Figure 4.

PERK upregulates TAp73α expression through ATF4. (A-B) HCT116^p53-/- cells stably expressing shC or shATF4 were subjected to western blot analysis and qPCR analysis (B). (C-D) HCT116^p53-/- cells stably expressing empty vector (EV) or ATF4 were subjected to western blot analysis, in which cleaved-caspase 3 (C-caspase3) were be quantified based on total-caspase 3 (T-caspase3) or GAPDH (C) and qPCR analysis (D). ATF4 binding motifs was presented (top panel). The putative binding sites of ATF4 on TP73 promoter were predicted by JASPAR (bottom panel) and compared with the binding site of ATF4 on CHOP promoter (E).
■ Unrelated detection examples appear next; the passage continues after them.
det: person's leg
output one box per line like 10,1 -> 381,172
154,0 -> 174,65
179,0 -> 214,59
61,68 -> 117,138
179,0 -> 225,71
HCT116^p53-/- cells were treated by TM (2 μg/mL) for 24 h, then subjected to ChIP analysis. (G) HCT116^p53-/- cells stably expressing PERK were transduced with lentiviral vectors encoding shATF4 or shC, and then subjected to western blot analysis, in which cleaved-caspase 3 (C-caspase3) were be quantified based on total-caspase 3 (T-caspase3) or GAPDH. (H) HCT116^p53-/- cells stably expressing shATF4 or shC were treated with or without TM for 24 h and then subjected to western blot analysis, in which cleaved-caspase 3 (C-caspase3) were be quantified based on total-caspase 3 (T-caspase3) or GAPDH. The results are presented as the mean ± SD of three independent experiments; **P<0.01.